Tuesday, February 12, 2013

N.C. Teat Squawkers Demand Medicaid Expansion



The teat squawkers are in full-throated mode in North Carolina.  Newspaper editors and healthcare providers are demanding our legislators take the Obama bribe, and accept $15 billion in “free government money.”  Of course, that would expand our welfare rolls by approximately 550,000 people.  But hey, that money is free!  According to a number of physicians it would be plain stupid not to accept such a generous “gift.”

Dr. Charles van der Horst, an AIDS researcher at professor at the University of North Carolina School of Medicine, said it makes no sense to surrender $15 billion the federal government would pay for the expanded coverage. An outside consultant for the state Department of Health and Human Services said the expansion would generate 23,000 net jobs through 2021 and annual real disposable income of $1 billion.

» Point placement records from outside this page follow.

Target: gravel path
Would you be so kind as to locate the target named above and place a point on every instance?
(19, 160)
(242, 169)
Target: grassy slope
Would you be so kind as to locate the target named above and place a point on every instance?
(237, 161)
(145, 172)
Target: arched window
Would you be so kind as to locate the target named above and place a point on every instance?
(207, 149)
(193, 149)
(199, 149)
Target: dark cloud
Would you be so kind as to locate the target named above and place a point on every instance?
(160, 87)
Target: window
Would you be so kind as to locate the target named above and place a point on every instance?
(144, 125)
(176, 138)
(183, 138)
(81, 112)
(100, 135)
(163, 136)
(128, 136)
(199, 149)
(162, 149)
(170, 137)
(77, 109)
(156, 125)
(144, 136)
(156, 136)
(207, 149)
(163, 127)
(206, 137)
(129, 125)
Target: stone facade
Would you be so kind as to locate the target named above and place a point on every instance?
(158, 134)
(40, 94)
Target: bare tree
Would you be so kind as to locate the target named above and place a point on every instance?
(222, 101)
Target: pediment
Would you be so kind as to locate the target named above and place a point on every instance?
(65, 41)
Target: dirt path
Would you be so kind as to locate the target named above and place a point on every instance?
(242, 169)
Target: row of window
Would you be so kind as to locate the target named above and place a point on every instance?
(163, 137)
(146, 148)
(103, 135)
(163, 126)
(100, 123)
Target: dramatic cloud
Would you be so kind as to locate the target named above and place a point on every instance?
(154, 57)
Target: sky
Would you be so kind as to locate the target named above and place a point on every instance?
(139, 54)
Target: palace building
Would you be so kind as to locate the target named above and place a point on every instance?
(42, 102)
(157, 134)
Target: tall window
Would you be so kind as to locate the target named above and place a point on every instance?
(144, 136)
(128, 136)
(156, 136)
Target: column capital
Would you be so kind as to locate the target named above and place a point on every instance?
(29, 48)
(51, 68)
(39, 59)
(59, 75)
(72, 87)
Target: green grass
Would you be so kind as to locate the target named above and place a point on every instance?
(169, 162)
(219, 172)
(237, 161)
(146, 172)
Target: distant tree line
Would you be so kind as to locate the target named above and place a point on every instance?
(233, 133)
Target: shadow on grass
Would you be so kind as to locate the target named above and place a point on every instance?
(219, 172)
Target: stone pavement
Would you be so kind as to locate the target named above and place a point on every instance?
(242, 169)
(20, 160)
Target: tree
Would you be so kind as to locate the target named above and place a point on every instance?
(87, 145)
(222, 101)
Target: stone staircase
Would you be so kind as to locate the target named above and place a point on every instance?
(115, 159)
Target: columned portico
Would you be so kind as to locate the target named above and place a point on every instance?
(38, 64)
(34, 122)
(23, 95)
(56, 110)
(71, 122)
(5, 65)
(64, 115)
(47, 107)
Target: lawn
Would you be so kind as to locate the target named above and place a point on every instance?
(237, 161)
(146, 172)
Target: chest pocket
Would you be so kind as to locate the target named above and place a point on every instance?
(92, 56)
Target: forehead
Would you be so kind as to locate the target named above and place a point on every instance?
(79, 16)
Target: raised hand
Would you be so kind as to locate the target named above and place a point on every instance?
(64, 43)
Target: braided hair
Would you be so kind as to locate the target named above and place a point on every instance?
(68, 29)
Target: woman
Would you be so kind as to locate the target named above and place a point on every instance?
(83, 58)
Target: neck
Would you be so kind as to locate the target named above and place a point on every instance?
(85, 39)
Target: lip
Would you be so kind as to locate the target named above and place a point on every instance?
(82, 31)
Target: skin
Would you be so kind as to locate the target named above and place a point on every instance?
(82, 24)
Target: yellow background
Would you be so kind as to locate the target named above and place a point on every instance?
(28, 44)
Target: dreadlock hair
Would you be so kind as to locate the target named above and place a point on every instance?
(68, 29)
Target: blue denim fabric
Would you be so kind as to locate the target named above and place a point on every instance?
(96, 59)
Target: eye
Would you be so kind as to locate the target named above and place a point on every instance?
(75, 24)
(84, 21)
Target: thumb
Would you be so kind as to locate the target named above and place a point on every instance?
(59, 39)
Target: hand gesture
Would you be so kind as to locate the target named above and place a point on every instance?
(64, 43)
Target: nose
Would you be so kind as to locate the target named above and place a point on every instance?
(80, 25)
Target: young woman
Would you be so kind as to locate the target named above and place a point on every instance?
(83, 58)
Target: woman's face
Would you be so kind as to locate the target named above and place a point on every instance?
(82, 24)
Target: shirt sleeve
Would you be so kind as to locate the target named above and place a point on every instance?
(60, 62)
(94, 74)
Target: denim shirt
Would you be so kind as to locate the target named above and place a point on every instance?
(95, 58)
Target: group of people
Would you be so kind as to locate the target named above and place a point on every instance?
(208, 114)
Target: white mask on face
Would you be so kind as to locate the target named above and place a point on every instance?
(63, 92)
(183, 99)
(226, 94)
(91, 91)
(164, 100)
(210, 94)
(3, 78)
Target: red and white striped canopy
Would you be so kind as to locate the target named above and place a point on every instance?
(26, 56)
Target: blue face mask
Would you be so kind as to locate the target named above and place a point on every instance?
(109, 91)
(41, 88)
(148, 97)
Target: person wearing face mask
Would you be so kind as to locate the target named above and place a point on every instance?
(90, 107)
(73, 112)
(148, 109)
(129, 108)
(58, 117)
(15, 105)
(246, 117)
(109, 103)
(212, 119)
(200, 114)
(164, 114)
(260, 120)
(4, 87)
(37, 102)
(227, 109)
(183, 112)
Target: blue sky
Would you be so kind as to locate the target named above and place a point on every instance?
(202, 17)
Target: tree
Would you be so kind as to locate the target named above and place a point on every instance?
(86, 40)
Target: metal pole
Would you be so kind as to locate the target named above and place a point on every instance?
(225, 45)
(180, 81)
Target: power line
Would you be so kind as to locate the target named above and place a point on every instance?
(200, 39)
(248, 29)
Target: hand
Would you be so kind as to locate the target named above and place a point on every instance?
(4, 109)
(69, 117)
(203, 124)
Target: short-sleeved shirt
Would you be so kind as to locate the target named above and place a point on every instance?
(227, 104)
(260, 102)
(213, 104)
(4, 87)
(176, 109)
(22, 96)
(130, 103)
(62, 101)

"And what do you think the voters will say that we're turning this down?" Van Der Horst asked, adding Republican elected leaders in other states support the expansion. Without the expansion, North Carolina hospitals will continue to have pay for charity care in emergency rooms, the cost of which will keep getting passed along to patients with private insurance, he said.

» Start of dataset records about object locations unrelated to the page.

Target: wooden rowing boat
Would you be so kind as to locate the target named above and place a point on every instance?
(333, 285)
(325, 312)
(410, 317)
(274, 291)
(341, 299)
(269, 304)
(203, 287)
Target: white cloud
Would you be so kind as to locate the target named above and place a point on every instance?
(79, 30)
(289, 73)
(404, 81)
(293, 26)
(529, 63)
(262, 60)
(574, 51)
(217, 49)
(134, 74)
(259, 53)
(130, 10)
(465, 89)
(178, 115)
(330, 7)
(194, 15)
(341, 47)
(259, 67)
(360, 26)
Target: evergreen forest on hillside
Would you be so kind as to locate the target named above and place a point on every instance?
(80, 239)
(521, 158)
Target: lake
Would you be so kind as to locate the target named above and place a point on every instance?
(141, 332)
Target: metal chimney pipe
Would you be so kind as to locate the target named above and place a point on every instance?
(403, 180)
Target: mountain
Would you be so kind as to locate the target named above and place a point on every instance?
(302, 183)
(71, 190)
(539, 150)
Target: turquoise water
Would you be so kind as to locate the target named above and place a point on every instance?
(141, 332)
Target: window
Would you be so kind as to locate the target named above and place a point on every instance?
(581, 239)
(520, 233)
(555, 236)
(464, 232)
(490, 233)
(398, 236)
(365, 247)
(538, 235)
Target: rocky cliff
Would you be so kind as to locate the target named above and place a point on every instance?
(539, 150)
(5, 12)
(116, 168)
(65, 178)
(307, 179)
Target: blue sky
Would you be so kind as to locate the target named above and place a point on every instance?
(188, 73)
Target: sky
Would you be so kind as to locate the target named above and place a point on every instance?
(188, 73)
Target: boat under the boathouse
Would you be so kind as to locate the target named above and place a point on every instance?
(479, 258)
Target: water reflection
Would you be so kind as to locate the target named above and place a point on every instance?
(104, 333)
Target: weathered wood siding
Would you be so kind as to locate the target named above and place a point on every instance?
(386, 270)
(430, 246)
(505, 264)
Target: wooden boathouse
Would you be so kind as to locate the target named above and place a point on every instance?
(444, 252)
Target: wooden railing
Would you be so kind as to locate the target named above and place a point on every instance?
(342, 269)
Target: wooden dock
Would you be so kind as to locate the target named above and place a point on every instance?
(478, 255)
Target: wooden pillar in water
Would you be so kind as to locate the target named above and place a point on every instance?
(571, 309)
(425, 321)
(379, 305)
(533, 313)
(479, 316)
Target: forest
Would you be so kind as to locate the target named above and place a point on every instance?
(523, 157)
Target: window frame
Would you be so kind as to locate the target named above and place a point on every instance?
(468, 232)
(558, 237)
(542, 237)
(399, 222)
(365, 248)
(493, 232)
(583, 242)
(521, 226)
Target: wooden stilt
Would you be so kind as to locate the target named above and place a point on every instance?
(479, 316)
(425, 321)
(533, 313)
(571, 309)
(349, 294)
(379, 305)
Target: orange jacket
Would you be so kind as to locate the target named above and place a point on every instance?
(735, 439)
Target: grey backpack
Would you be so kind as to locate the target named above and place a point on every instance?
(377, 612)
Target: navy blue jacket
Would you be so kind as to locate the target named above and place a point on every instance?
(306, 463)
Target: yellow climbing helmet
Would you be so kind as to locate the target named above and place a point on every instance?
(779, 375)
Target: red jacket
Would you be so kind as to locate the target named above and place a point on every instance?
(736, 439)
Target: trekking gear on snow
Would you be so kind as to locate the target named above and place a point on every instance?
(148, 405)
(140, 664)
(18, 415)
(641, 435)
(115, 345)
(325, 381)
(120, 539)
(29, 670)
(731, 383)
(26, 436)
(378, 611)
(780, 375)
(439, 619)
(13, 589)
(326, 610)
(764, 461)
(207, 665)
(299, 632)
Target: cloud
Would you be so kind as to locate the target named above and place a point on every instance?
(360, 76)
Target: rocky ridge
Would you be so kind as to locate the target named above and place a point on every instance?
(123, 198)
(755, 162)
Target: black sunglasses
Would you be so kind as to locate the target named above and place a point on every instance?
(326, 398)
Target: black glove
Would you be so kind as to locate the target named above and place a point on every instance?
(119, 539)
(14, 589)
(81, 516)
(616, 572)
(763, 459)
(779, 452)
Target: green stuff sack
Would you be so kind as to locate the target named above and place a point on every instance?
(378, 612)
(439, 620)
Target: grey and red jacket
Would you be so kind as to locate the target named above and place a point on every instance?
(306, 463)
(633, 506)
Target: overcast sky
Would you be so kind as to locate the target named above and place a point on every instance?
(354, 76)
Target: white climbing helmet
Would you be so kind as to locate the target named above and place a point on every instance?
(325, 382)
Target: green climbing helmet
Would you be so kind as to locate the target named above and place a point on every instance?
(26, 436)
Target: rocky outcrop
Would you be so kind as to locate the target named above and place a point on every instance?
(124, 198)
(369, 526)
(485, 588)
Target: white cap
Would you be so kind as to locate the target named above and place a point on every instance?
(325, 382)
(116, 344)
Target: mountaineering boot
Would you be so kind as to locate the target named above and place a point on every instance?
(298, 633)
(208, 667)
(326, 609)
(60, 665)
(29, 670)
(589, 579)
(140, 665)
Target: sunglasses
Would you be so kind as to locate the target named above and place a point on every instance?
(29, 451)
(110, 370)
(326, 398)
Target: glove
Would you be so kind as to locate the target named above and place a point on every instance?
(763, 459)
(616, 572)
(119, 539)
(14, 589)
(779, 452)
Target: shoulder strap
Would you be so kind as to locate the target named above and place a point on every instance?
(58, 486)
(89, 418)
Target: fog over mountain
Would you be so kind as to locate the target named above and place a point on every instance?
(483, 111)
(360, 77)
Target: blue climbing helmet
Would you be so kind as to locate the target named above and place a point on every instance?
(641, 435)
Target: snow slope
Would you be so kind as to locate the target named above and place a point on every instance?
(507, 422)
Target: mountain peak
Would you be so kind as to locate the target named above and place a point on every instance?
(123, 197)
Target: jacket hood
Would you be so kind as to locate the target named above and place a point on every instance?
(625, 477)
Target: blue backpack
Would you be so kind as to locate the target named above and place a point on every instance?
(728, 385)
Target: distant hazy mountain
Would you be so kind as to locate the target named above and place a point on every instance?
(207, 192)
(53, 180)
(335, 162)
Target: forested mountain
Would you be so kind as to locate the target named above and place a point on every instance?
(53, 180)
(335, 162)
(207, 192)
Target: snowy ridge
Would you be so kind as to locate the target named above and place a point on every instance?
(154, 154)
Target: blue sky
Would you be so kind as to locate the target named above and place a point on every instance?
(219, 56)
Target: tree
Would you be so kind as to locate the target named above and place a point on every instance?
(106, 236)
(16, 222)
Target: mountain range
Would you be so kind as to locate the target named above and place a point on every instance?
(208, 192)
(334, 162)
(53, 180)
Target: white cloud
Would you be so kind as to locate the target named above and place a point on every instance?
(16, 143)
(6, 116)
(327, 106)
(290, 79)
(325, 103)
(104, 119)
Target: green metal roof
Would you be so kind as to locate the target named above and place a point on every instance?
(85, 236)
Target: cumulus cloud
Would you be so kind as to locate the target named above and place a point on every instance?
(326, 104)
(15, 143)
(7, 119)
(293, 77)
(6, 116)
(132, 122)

"It's morally wrong to not expand Medicaid," said Dr. Mohan Chilukuri with Durham Family Medicine. "It fiscally doesn't make any sense."

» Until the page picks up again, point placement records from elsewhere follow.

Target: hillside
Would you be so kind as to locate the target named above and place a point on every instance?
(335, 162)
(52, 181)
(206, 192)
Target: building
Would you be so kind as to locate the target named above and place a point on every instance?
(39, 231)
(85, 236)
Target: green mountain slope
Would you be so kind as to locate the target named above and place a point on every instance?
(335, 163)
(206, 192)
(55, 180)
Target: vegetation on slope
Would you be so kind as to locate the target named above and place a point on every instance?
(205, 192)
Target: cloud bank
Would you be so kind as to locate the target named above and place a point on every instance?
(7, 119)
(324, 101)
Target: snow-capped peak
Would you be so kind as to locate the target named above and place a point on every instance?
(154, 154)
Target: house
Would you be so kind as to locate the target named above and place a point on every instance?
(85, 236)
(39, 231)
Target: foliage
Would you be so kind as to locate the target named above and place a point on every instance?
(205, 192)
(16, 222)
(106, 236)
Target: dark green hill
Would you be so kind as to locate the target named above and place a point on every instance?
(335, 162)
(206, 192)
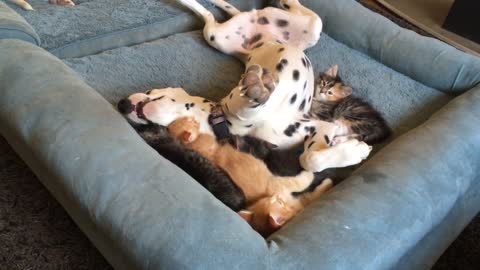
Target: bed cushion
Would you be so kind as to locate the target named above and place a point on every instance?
(398, 210)
(13, 25)
(93, 26)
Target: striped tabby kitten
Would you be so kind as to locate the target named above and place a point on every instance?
(332, 102)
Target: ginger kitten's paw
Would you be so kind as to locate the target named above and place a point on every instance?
(257, 84)
(62, 2)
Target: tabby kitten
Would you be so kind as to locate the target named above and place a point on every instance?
(203, 171)
(358, 119)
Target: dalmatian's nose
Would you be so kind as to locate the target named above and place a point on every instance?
(125, 106)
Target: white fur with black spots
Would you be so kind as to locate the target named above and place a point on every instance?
(275, 92)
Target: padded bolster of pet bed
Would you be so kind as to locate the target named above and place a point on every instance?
(139, 209)
(13, 25)
(424, 59)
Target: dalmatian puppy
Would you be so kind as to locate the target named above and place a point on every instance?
(274, 95)
(25, 5)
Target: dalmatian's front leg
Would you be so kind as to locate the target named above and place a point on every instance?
(257, 84)
(319, 155)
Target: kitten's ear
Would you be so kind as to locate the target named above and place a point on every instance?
(247, 215)
(186, 137)
(277, 199)
(346, 91)
(332, 71)
(275, 221)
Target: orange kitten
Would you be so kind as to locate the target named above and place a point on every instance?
(268, 196)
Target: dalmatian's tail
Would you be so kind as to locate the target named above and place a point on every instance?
(23, 4)
(200, 10)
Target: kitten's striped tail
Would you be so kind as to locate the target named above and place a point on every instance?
(23, 4)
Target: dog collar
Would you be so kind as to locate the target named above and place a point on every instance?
(218, 122)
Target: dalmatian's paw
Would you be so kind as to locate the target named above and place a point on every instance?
(257, 84)
(62, 2)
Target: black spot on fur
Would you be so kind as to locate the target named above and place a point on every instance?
(310, 145)
(296, 75)
(304, 62)
(302, 105)
(263, 21)
(158, 98)
(327, 140)
(256, 38)
(293, 99)
(279, 67)
(281, 23)
(290, 130)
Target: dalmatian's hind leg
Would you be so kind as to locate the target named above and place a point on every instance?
(257, 84)
(317, 157)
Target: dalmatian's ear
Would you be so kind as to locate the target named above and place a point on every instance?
(332, 71)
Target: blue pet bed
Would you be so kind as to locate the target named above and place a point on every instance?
(400, 209)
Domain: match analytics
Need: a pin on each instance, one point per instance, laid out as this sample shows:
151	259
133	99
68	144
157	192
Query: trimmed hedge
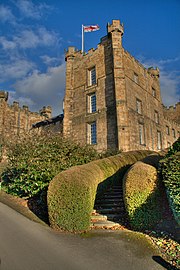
71	194
170	174
169	168
142	195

An outside consultant hired by the state claims expanding Medicaid will generate 23,000 jobs and provide an ANNUAL REAL DISPOSABLE INCOME OF $1 BILLION?  Bullshit!  That money has to come from somewhere, either through taxation, borrowing, or worse printing, which in itself is tax.  And let’s disabuse ourselves that this is “real disposable income.”  This is not real wealth; it’s manufactured.  Sooner or later we as country are going to pay for the sins of the Federal Reserve.

Another problem with the expansion of Medicaid, or should I say “free healthcare” is that it distorts the market.  The adverse effect is higher cost of goods and services.  When people believe something is “free” they’re going to abuse it.  The question remains, when does it stop?  Llewellyn H. Rockwell answered that for us in his essay Subsidizing Sickness.  Here is an excerpt:
Thus spake Mises. He is observing that there is a moral hazard associated with socialized and subsidized medicine. Because there is no clear line between sickness and health, and where you stand on the continuum is bound up with individual choice, the more medical services are provided by the state as a part of welfare, the more the programs reinforce the conditions that bring about the need to make use of them. This one insight helps explain how socialized medicine takes away the incentive to be healthy, and maximizes the problem of overutilization of resources. Hence, socialized medicine must fail for the same reasons all socialism must fail: it offers no system for rationally allocating resources, and instead promotes overutilization of all resources, ending in bankruptcy.

Considering the federal government’s spending, that prediction isn’t far away.